PSYCHOTHERAPY BEYOND THE FRINGE, continued
Panic — An Error Disorder
Introduction — Titanic Panic
Lots of people experience panic. It comes about as a result of an intense self-protective preoccupation with how the body feels when a strong autonomic nervous system response is occurring. Panic can be produced in three main ways. (1) It can come about as a result of escalating terror of ambiguity, leading to over-generalization, leading to increased ambiguity, leading to increased fear – as a spiralling growth of fear. This reaction, called the ‘catastrophic’ response, occurs in some people, who may also learn how to avoid it by ‘muting’ their reactions by a kind of inattention to the world around them. These events occur in some people who receive a diagnosis of schizophrenia. (2) It comes about most commonly as a result of a, partly habitual, error in the way normal bodily responses occur. Queeny’s case will be used to illustrate this kind of reaction. (3) It can come about as a result of a kind of accidental learning. One of Felicity’s own experiences will be used to illustrate this phenomenon.
A Miss Takes Mistakes
Queeny was a quiet, introspective lady in her early twenties. She was slim and attractive, and she was pleasantly conscious of her trim appearance. She was referred to Felicity, by a psychiatrist she had consulted, for treatment of a resistant panic disorder from which she had suffered for years.
Queeny was experiencing panic attacks in spades. She had been experiencing bouts of panic almost daily, and sometimes several times a day, for about six years. Half facetiously, Felicity suggested she must be pretty good at doing them by that time, and he wondered if she could do one for him now. She did. There actually was a purpose for putting her through the experience. Most often, if a person can bring on symptoms voluntarily, he/she knows how they are produced and can stop producing them. Also, Felicity considered it important to have a first hand view of what she was doing so that he would be able to focus on the specific sequence involved – even although the procedure used is more or less the same regardless of the succession of events.
But Queeny could not reverse what she was doing and could not stop or prevent a panic attack.
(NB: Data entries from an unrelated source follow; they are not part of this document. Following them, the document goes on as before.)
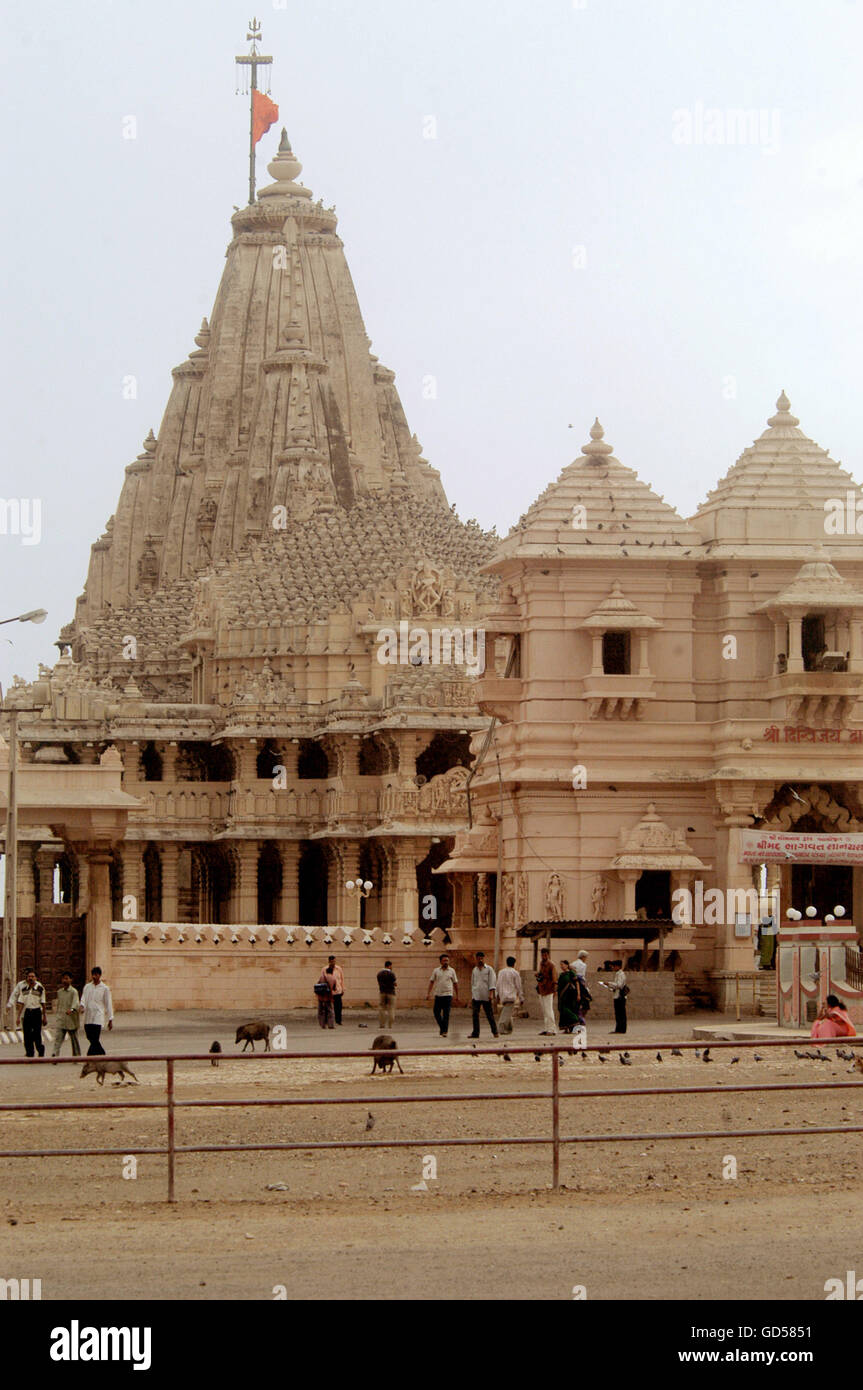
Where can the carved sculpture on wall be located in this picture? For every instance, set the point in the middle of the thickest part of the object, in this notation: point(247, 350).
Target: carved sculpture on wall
point(599, 897)
point(427, 588)
point(484, 905)
point(553, 898)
Their reported frequency and regularity, coupled with the fact that they occurred anywhere at any time of the day, meant there had to be something occurring beyond the usual triggers. The psychological tests Felicity administered were not helpful. But he zeroed in quickly on the issue during his inquiry.
The regularity of the occurrences was due to an error she had made about bowel movements. Felicity was reminded in this of Deryk whose story was gossiped about earlier. She had the idea that it was very important for health to keep her bowels evacuated. Consequently, she had developed the habit of having a bowel movement prior to every meal and before she went to bed at night. Had her bowel movements occurred after each meal, Felicity would have explored the possibility of food allergies or sensitivities, such as an allergy to a grain or a sensitivity to lactic acid. But having a bowel movement before meals was most likely to be habitual – as she, in fact, confirmed.
Felicity explained the problem of too frequent bowel movements to Queeny just as he had eventually done with Deryk. He asked her to alter her bowel movement pattern to reduce her frequency by one bowel movement a day, maintaining each new reduced frequency for two weeks, until she was down to once per day. She had some difficulty adjusting to her new schedules, but she claimed to be doing so as the weeks rolled by. She also seemed to understand the reason for doing so, as though she knew that part of the panic-induction procedure involved tightening the rectal sphincter.